Video blackout: It’s time to stop leaving some employees in the dark

I frequently attend events where corporate communicators and IT professionals from around the world discuss best practices in using video for employee engagement.   It’s impressive how far video in the enterprise has come. There is widespread acceptance that video is the best way to deliver mission critical leadership messages and training to employees, and nearly every speaker echoes that message.   However, off the stage in private conversations I’m surprised to hear that the vast majority of companies have huge segments of their population that simply can’t access video, in many cases up to 40% of employees are deliberately cut off from the critical messages they require! In this post I’ll explore how we arrived in this situation and what we can do to change it.

The Evolution of the Message and the Medium

Decades ago, the company loudspeaker blared the latest news to all employees, whether they wanted it or not. The in-person all-hands meeting was engaging, but reached only a handful of employees. Twenty years ago conference calls become the mode du-jour for communicating, however a recent Intercall Survey found that 65% of conference call participants are doing other work while on the conference call (27% reported having fallen asleep on a conf. call). Video webcasts have stepped in to solve this challenge, and a recent Ragan survey showed 89% of corporate leaders say video is now important for their internal communications programs due to its ability to engage.

From a technology perspective, the growth of video has been much more uneven due its unique challenges. Early solutions, such as satellite, were extremely expensive, limited to select locations and forced employees into break rooms. Twenty years ago solutions such as multicast and hardware-based caching devices enabled enterprises to reach 50% and in many cases and as much as 80% of employees with video (after several years of work).   The implementation and maintenance involved in using video is simply too difficult and costly to justify, so most companies just stop after a certain point. Without a solution in place, these offices are truly blacked out from video. The network can’t handle it. So just to reiterate: In the year 2015, if you’re in a large enterprise and IT has prioritized video and spent years and millions of dollars getting multicast or caching devices set up, 20% or more likely 40% of your employees still can’t use video. We’re supposed to have flying cars by now and instead we have conference calls.
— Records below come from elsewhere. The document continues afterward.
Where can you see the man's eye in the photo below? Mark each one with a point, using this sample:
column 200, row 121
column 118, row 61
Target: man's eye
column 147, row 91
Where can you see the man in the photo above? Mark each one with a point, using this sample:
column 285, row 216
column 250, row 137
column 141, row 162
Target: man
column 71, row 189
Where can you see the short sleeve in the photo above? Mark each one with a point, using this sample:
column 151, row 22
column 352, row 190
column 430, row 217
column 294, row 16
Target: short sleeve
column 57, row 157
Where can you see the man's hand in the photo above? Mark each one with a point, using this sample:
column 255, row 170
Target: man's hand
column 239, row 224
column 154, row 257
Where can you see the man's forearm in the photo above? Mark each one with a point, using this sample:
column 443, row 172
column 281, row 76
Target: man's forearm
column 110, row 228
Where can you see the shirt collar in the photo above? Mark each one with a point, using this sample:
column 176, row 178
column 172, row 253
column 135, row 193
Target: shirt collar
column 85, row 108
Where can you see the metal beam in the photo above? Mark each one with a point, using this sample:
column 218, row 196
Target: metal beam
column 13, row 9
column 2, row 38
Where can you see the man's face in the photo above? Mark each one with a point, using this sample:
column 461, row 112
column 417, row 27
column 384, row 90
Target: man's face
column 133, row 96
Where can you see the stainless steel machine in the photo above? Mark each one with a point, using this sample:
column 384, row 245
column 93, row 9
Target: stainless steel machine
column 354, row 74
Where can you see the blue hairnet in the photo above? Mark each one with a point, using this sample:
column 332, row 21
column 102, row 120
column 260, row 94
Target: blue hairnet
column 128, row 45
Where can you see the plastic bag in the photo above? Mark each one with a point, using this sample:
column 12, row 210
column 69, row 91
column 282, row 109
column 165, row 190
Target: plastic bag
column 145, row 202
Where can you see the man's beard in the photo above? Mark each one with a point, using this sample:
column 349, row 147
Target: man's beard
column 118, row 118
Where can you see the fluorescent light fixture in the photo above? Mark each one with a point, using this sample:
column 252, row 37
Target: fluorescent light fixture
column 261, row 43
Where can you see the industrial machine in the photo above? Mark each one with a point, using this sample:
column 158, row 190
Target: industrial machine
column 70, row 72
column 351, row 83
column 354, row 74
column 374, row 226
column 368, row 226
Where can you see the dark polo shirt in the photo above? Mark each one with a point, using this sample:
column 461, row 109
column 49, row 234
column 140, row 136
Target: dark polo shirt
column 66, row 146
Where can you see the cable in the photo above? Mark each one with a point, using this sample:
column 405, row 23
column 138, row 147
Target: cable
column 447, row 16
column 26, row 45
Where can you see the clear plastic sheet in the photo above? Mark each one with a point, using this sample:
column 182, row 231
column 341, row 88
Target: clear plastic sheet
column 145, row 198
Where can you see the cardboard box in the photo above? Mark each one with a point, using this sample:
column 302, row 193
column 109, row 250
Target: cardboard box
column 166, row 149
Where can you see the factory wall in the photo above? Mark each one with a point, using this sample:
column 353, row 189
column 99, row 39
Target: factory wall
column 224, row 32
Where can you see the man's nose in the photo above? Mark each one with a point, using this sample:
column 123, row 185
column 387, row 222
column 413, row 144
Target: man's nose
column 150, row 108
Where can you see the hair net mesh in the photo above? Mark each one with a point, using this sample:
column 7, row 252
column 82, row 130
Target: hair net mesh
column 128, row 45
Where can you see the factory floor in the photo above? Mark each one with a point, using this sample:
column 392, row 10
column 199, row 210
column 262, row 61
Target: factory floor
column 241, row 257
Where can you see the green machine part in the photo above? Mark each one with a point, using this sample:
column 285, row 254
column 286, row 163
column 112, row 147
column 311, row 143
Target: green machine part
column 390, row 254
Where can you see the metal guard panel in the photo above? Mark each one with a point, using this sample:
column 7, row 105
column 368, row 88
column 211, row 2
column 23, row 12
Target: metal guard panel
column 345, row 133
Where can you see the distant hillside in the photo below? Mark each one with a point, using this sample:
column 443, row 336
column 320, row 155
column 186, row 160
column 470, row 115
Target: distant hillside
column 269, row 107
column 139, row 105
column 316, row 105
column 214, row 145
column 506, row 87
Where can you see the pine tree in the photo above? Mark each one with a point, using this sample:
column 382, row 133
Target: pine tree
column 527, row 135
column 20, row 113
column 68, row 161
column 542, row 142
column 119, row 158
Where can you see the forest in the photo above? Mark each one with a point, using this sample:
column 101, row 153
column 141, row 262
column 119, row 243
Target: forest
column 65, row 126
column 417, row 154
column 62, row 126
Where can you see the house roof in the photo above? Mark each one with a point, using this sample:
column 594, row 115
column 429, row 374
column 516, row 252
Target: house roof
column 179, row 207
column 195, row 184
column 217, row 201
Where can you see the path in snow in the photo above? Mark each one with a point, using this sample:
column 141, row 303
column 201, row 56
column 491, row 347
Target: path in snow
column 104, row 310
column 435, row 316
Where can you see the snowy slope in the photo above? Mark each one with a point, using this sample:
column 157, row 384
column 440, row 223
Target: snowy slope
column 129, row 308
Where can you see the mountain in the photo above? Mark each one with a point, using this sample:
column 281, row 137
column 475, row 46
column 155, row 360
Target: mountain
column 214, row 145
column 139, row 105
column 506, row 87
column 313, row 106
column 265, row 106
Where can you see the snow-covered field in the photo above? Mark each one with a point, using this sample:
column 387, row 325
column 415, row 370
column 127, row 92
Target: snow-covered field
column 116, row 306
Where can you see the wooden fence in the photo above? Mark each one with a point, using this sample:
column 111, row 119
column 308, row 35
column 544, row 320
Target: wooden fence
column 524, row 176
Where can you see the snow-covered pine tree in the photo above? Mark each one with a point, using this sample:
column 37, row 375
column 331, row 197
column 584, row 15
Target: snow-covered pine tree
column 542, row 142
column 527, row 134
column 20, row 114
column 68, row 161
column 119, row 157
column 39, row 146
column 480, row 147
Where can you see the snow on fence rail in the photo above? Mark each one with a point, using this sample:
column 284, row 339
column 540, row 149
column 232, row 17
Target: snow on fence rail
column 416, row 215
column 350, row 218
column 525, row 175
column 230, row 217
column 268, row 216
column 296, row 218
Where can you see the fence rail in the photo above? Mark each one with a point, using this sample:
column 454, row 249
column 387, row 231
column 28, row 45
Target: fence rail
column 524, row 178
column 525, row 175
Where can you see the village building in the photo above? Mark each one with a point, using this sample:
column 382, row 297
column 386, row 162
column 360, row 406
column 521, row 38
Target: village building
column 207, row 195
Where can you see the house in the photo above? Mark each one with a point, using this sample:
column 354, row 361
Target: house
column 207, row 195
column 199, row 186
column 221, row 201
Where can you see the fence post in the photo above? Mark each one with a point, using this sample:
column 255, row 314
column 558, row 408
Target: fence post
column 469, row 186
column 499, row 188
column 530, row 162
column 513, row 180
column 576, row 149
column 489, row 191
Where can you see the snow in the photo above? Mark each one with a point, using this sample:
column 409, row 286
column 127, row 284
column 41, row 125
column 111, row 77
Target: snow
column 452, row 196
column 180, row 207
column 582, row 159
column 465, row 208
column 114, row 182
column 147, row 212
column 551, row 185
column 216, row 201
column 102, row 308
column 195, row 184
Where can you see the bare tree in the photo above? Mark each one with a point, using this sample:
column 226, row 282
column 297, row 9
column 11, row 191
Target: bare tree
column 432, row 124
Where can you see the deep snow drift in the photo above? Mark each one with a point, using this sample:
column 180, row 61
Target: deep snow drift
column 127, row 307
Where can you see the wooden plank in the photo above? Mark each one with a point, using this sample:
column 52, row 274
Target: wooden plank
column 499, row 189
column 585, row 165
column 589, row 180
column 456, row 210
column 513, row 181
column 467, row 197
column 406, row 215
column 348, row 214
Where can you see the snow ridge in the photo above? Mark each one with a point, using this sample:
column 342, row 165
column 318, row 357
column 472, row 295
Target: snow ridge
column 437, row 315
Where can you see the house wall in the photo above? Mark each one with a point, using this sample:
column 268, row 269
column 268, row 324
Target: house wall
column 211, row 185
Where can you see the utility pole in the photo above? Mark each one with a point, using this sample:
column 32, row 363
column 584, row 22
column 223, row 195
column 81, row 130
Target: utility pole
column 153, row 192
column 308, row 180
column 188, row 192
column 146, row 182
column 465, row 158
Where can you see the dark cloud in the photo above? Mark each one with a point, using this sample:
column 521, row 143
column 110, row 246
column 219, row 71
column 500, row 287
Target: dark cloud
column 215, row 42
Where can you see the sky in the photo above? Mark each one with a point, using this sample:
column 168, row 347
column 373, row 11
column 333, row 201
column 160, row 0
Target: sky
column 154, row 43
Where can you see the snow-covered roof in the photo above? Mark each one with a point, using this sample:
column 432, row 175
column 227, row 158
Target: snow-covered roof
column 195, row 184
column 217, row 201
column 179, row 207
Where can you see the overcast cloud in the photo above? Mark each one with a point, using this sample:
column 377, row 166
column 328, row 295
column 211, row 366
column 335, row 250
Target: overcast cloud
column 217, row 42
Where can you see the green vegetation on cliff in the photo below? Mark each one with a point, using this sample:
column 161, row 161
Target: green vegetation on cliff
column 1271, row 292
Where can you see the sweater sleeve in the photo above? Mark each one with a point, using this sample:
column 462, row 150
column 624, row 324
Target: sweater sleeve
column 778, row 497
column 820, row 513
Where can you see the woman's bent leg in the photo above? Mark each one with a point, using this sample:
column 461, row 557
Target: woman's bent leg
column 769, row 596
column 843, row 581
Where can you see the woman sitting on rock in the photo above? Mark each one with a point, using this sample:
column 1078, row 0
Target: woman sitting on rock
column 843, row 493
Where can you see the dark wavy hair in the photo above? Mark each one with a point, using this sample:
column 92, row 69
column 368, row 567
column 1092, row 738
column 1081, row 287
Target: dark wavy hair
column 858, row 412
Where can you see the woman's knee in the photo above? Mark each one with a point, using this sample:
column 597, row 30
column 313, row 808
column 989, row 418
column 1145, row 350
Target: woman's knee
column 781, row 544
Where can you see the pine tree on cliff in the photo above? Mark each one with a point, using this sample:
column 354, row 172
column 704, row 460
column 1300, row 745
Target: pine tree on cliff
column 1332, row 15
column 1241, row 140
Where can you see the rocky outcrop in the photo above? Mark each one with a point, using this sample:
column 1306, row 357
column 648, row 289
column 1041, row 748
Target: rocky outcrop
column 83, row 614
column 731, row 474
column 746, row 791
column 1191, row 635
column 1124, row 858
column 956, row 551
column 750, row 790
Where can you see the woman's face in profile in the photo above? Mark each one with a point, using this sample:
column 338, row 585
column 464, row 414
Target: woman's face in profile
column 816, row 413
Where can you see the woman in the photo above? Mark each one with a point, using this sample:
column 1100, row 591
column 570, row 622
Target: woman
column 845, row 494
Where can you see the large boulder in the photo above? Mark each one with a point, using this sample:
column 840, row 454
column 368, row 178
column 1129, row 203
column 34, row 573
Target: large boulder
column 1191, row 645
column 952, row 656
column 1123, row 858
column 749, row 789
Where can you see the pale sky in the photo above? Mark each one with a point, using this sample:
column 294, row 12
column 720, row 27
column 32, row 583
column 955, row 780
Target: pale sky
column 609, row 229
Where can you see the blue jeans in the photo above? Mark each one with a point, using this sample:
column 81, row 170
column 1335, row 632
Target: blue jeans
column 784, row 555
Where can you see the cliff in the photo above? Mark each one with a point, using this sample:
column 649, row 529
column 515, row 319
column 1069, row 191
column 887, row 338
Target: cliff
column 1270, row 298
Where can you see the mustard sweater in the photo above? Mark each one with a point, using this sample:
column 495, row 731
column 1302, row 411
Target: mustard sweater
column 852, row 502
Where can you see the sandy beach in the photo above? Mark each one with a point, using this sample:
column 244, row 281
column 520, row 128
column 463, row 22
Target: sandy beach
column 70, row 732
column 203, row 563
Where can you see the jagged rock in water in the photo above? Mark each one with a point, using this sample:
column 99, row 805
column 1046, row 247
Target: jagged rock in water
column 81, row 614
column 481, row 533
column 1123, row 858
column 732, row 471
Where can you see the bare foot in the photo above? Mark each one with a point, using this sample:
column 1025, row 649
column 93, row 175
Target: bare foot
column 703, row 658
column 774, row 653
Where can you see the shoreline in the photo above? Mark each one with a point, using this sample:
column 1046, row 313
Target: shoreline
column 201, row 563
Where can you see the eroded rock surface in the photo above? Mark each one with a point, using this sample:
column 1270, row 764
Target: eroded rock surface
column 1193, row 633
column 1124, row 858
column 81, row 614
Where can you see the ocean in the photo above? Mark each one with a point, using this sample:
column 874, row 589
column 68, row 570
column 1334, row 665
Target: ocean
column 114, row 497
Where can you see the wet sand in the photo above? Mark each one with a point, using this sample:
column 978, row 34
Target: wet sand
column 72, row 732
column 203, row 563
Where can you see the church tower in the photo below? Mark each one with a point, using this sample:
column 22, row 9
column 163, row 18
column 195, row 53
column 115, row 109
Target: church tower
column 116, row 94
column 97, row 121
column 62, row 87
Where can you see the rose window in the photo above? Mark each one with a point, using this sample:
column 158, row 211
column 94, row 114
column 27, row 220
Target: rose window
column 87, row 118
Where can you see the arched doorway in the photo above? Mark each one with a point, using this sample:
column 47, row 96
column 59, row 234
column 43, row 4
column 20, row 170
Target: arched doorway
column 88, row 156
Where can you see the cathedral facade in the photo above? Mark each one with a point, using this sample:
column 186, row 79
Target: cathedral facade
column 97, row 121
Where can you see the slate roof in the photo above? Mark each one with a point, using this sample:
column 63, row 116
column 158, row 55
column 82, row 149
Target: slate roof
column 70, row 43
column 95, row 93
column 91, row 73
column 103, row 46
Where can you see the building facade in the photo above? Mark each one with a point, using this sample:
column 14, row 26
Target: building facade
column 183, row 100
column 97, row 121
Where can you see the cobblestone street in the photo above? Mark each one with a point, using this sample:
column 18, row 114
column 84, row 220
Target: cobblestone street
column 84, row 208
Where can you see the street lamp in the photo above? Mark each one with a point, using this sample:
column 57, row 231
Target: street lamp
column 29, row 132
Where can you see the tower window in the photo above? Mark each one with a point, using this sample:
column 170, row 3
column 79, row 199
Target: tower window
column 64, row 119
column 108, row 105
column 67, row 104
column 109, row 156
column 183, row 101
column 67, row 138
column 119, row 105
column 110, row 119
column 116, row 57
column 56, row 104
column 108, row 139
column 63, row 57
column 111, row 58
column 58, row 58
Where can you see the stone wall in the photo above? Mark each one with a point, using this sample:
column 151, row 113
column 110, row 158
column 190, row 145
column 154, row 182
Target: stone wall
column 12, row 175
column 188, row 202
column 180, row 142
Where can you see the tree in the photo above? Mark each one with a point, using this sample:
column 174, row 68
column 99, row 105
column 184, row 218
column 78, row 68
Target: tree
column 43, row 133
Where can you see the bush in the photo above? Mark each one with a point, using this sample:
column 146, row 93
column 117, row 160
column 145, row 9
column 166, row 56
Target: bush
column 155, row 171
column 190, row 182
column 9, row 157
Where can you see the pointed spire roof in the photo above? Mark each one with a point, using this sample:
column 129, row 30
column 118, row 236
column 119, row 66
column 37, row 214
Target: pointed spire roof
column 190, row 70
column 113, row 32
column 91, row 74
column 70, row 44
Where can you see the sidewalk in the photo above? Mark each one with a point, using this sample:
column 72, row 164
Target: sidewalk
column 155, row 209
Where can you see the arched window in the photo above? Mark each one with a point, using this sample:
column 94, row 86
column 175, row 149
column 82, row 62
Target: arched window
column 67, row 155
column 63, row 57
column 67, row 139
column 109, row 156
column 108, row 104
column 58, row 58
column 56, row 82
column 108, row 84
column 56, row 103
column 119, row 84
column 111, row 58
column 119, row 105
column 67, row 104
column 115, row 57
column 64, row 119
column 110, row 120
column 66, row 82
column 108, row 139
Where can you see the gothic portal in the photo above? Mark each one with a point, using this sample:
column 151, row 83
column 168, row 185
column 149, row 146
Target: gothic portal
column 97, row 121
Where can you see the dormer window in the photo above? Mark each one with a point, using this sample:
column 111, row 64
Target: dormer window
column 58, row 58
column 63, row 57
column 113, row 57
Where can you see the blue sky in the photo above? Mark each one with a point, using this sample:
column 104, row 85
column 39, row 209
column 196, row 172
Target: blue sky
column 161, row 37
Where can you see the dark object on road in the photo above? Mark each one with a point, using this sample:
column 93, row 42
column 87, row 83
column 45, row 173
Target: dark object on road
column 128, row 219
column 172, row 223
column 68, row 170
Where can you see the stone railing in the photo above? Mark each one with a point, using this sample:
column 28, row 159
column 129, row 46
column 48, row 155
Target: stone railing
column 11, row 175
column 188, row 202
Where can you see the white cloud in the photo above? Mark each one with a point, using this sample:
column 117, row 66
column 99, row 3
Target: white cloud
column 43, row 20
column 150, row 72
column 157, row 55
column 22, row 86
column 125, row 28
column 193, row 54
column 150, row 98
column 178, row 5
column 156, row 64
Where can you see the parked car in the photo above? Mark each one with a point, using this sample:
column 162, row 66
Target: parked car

Misplaced Priorities, Old Fashioned Solutions

The hard part about not reaching everyone is that those that don’t get the message are precisely those that need it the most. Everyone in headquarters surely can watch the video message or join a face to face meeting. Those in large secondary campuses can probably watch it. But the best sales guy in Singapore, the critical technician in rural Iowa, the new hire in Brazil… they’re left in the dark.

It’s for this reason that we must draw the line with video solutions. It is never acceptable to have a video solution that can’t reach your entire audience.   Whatever technical or cultural hurdles stand in your way pale in comparison to getting your message to those critical, front-line employees.   Technology should drive communication and innovation, not stifle it.

Our Challenge: 100% Reach in Less than 100 Days 

One route to reaching all employees quickly is to leverage a software defined network solution (SDN). Kollective and others in the Software Defined Enterprise Content Delivery Network space create a software-based video network on top of your existing network that can overcome challenges with your network and enable video quickly and efficiently to every office and every employee: surely within 100 days, sometimes in as little as a week. These solutions can reduce video network bandwidth requirements by as much as 90%. With the recent introduction of Kollective Adaptive Bitrate, the video system is able to reliably overcome even the most challenging network conditions.

If you’re wondering why the SDN space is growing so fast right now–why companies like Cisco are investing billions–It all comes down to technology finally delivering what we really need. No, not flying cars, but video to the last 20%.

So whatever solution you decide on, I challenge you to reach all employees; not next year, but today. Businesses that reach that last 20% (like Nestle, Wells Fargo and NCR) will continue to be aligned, nimble and successful. Those that don’t won’t.